Free and unpaid subscriptions
Unlike iTunes Match, Amazon will offer a free subscription to Cloud Player, which allows users to store and play 250 songs (Amazon MP3 purchases past and present do not count toward that number.) For an annual $24.99, the price of an iTunes Match subscription, users can upload 250,000 songs (again, Amazon MP3s don't count.)
Automatic integration of music from devices to the cloud
Whereas the previous Amazon cloud storage service forced users to manually upload their files, the new upgrade to Cloud Player includes “scan and match” technology that matches users' previously-stored music from other services to MP3s in the Amazon library and automatically stores it.
Free audio quality upgrades
All audio files stored on Cloud Player, regardless of former audio quality, are automatically upgraded to 256 Kbps.
More device compatibility
Cloud Player is now compatible with more devices, including: any web browser, Kindle Fire, Android devices and iPhone and iPod Touch. Additionally, Amazon plans to make it compatible with Sonos home entertainment systems and Roku streaming players.
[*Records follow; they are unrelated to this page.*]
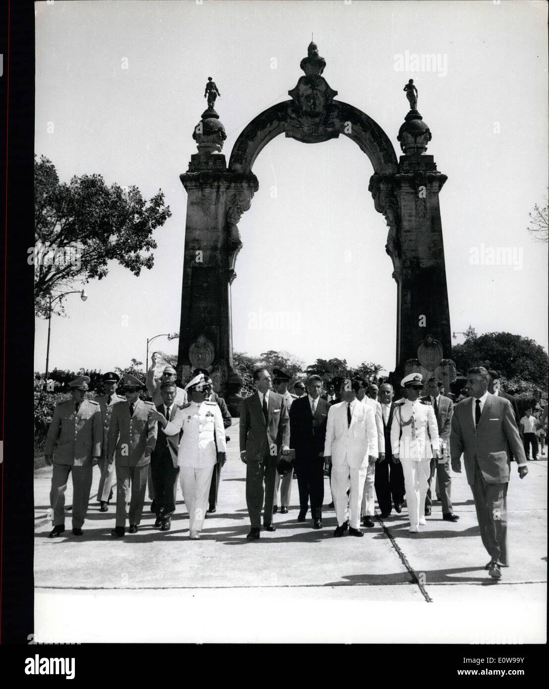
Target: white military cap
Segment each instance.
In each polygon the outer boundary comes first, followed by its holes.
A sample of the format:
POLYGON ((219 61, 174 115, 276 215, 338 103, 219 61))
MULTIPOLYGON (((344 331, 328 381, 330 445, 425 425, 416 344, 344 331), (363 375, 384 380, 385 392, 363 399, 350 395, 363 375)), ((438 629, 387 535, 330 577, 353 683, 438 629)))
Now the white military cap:
POLYGON ((400 384, 403 387, 421 388, 423 387, 423 377, 421 373, 410 373, 408 376, 404 376, 400 384))

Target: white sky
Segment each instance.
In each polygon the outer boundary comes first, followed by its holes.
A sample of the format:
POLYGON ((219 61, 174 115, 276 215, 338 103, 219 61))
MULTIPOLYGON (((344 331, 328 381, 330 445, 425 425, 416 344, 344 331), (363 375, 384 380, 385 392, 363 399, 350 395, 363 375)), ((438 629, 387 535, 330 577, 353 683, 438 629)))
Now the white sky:
MULTIPOLYGON (((106 279, 86 286, 86 303, 68 298, 70 318, 52 320, 50 369, 124 367, 144 360, 147 338, 179 329, 186 208, 179 176, 196 152, 207 77, 221 93, 216 110, 228 162, 245 125, 289 99, 312 32, 336 98, 372 117, 397 155, 408 110, 402 89, 415 80, 432 133, 428 153, 448 177, 440 203, 452 329, 509 331, 547 348, 547 245, 526 229, 528 212, 547 195, 546 2, 35 7, 36 152, 64 181, 100 173, 108 184, 137 185, 146 198, 161 188, 172 213, 156 231, 152 270, 137 278, 113 263, 106 279), (395 56, 407 50, 446 56, 447 73, 395 71, 395 56), (470 265, 482 243, 513 247, 519 264, 470 265)), ((368 158, 343 136, 315 145, 281 136, 253 172, 259 190, 239 225, 234 349, 285 349, 306 365, 337 356, 394 369, 396 285, 387 228, 368 192, 368 158), (269 312, 293 327, 250 327, 250 314, 261 320, 269 312)), ((37 320, 34 365, 42 371, 46 333, 37 320)), ((177 340, 159 338, 152 349, 177 353, 177 340)))

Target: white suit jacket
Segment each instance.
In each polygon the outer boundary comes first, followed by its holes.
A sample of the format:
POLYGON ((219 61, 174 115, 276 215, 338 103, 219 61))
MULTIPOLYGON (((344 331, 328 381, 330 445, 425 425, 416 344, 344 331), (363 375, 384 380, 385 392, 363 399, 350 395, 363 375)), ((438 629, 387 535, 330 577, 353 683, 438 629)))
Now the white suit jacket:
POLYGON ((375 415, 369 404, 355 400, 348 426, 347 402, 340 402, 330 407, 324 456, 332 457, 334 466, 346 463, 351 469, 360 469, 367 463, 368 455, 378 457, 379 446, 375 415))
POLYGON ((365 397, 362 400, 365 404, 370 404, 372 411, 375 414, 375 425, 377 429, 377 444, 378 450, 380 453, 385 454, 385 435, 383 433, 383 412, 381 405, 377 400, 372 400, 371 397, 365 397))

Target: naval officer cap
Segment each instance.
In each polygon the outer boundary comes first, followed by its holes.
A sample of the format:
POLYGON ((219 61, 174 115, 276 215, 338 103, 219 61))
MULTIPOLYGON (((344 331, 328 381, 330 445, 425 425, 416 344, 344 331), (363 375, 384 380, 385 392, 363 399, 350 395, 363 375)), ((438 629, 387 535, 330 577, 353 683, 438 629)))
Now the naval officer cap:
POLYGON ((400 384, 405 388, 422 388, 423 387, 423 377, 421 373, 410 373, 408 376, 404 376, 400 384))
POLYGON ((280 369, 272 369, 272 381, 275 383, 287 383, 292 380, 292 376, 281 371, 280 369))
POLYGON ((126 373, 123 378, 122 378, 122 382, 125 389, 135 390, 143 387, 143 383, 141 380, 134 376, 132 376, 131 373, 126 373))
POLYGON ((114 371, 108 371, 106 373, 103 373, 101 376, 101 380, 104 383, 117 383, 120 380, 120 376, 114 373, 114 371))
POLYGON ((79 376, 69 383, 69 387, 76 388, 77 390, 88 390, 88 384, 90 382, 88 376, 79 376))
One of the downsides, according to The New York Times, is “It will not…upload songs coded with D.R.M. copy protection, which includes virtually everything that iTunes sold until early 2009.”
The cloud service that Amazon originally launched in 2011 was meant to have “the same [functionality] as an external hard drive,” according to Craig Pape, Director of Music Content Acquisition at Amazon.
Now, Amazon Cloud Drive will become a separate entity from Cloud Player. Cloud Drive will be used solely as a means to store files in the cloud, while Cloud Player works as a music player and a storage service.